Rusya Stratejik Araştırmaları Enstitüsü Yakındoğu ve Ortadoğu Merkezi Başkanı Vladimir Fitin, Sputnik’e açıklamasında, "Tüm bunlar sığınmacı sorunuyla başladı. Türkiye ve Avrupa Birliği büyük bir güçlükle bu soruna ortak yaklaşımla ilgili bir anlaşmaya vardı. AB’nin ortak tutumu, sivillere zarar verilmemesi. Oysa her türlü askeri operasyon, uygulayan taraf ne kadar istemese de siviller arasında ölümlere yol açıyor. AB’nin ayrıca söylediği gibi ifade özgürlüğü, otoriter eğilimlerin güçlenmesi ve diğer sorunlardan dolayı Türkiye’yle son derece ağır ilişkilere sahip. Bu yüzden AB’nin yeni operasyonla ilgili sergilediği duruş, çoktandır sağlam biçimde yayılan Türk karşıtı eğilim ve görüşlerin devamı ve gerçek tezahürüdür" yorumunda bulundu.

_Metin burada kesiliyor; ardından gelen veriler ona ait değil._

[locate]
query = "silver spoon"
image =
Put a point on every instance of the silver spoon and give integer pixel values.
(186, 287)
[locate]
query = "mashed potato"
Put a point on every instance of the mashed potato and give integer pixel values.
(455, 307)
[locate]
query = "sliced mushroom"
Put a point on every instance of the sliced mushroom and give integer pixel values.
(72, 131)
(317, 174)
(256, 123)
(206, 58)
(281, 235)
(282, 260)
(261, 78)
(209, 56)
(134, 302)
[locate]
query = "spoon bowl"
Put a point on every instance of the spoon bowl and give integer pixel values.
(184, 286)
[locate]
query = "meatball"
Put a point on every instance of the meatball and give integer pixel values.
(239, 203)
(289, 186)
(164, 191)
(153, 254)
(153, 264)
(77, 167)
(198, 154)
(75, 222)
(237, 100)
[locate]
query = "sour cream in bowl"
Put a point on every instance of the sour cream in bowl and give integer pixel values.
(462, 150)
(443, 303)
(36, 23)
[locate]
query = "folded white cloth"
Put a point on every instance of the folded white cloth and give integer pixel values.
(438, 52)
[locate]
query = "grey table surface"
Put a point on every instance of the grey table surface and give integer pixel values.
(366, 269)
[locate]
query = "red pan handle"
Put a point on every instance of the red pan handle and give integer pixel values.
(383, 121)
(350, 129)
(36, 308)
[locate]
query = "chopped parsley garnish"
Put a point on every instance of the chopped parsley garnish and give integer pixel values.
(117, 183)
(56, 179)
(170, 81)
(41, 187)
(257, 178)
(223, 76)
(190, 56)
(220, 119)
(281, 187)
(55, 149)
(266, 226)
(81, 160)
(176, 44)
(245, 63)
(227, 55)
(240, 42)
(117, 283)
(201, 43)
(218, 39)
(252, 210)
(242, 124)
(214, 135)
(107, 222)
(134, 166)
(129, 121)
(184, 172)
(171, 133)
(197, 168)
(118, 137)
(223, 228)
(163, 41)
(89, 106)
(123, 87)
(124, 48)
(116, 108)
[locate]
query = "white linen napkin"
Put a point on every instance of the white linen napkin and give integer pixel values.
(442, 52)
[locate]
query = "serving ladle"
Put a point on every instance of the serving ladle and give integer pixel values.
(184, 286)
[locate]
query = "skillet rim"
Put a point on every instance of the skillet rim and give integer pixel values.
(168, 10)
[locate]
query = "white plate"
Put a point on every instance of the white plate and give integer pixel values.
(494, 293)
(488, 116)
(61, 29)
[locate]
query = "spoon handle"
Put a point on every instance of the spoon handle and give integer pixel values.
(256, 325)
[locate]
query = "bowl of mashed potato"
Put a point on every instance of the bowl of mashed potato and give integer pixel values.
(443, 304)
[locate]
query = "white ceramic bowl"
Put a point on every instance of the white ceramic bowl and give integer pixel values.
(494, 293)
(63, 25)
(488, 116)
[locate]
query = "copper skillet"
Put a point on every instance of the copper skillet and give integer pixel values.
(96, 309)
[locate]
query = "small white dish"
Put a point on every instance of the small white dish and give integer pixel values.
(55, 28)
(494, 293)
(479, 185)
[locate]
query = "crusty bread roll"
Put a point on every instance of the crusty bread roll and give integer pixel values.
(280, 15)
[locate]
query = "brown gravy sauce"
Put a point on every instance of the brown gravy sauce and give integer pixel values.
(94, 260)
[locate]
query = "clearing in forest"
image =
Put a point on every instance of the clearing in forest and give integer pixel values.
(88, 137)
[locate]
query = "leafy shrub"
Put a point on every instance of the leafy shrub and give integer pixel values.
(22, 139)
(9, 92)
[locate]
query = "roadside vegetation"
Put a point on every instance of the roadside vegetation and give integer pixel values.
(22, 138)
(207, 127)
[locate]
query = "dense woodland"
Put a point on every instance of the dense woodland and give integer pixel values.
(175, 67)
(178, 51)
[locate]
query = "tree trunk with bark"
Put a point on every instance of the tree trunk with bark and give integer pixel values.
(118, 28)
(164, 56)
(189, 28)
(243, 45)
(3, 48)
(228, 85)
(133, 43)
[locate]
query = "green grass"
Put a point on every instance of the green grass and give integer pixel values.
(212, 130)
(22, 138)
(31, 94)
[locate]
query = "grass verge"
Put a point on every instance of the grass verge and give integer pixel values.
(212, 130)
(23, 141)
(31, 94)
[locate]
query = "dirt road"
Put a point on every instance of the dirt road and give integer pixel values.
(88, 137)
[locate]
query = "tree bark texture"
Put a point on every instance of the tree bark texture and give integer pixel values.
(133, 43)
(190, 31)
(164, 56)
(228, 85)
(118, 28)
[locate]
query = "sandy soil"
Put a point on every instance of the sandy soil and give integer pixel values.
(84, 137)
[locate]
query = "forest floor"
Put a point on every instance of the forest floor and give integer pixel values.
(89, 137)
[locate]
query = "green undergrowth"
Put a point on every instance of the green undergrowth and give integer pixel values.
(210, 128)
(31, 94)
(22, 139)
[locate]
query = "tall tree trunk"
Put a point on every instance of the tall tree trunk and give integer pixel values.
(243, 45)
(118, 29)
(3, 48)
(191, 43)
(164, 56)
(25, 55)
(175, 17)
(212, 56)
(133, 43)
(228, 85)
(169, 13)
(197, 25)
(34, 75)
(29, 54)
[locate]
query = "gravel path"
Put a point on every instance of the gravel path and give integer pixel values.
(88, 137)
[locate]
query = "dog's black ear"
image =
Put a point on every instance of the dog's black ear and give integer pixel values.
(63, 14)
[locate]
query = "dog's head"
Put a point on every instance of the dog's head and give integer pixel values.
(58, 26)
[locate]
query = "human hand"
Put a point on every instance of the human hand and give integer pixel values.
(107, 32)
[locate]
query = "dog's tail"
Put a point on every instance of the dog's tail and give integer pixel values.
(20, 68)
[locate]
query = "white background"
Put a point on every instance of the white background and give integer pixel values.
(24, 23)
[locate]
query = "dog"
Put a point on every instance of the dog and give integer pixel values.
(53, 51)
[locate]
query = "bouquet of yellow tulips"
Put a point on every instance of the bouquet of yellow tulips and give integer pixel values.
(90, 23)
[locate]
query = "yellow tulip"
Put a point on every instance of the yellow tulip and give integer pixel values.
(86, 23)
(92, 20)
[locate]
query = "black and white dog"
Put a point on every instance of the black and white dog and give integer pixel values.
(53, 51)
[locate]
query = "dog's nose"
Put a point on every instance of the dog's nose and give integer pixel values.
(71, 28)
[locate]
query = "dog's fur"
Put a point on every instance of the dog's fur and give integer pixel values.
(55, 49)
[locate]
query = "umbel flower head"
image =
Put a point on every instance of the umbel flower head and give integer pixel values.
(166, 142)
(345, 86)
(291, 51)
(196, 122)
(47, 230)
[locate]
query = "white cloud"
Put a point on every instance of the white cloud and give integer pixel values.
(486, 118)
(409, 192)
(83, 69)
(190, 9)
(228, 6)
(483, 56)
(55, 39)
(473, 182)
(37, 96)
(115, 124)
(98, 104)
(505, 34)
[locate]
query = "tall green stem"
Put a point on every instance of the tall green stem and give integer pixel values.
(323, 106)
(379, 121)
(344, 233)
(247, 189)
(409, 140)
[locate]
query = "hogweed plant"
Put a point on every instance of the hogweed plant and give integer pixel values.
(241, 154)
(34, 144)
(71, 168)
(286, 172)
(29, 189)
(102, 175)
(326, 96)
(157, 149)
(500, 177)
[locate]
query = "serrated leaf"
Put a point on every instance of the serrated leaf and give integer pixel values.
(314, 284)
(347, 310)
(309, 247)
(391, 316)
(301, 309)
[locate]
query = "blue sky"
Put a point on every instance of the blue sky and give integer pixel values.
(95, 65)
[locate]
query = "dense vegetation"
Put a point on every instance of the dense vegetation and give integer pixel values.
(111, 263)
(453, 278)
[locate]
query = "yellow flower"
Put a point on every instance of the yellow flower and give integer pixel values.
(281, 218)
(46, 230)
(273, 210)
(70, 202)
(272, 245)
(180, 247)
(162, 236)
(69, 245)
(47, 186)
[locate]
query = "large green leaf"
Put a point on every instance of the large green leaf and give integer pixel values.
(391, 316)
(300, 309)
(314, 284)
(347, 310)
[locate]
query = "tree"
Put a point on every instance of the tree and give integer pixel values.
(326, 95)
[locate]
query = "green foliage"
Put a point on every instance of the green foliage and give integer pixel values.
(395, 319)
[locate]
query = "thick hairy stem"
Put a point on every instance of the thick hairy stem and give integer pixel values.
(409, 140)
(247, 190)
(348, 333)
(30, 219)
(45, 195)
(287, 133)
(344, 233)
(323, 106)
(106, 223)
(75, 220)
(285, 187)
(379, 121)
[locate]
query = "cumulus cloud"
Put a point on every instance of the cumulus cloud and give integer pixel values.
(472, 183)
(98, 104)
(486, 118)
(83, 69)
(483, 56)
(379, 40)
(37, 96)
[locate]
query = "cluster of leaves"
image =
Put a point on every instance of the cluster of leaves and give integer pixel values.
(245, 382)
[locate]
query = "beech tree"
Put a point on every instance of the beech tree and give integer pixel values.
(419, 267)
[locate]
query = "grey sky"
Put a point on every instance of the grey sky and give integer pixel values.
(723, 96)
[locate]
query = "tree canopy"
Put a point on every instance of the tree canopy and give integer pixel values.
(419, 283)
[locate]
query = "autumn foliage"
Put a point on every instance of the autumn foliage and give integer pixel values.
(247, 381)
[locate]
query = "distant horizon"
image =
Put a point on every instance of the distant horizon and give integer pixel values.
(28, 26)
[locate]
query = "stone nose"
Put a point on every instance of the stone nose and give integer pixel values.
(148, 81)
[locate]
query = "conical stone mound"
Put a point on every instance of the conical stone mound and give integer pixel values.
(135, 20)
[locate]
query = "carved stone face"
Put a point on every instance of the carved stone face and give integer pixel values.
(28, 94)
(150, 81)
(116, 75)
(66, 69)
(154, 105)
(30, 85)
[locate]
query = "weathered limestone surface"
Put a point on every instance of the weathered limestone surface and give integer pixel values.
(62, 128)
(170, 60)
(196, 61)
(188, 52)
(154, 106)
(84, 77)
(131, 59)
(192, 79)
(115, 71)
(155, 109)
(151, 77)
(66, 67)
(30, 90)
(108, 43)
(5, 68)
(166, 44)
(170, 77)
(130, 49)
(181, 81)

Diğer yandan AB’nin, çıkarları uğruna Türkiye’yi kullanmaktan çekinmediğini vurgulayan Fitin, bu konuda şu değerlendirmede bulundu:
"AB, Türkiye’nin, Avrupa topraklarına yeniden sızabilecek sığınmacı ve yasadışı göçmenlerin sayısını sınırlı tutmaya devam etmesine ilgi duyuyor. Cumhurbaşkanı Recep Tayyip Erdoğan’ın, Avrupa ülkelerinin Barış Pınarı Harekatı’na işgal demeye devam etmesi durumunda 3.5 milyon Suriyeli sığınmacıları oraya gönderebilecekleri yönündeki sözleri de bu çifte standart yüzünden duyulan öfkeden kaynaklanıyor."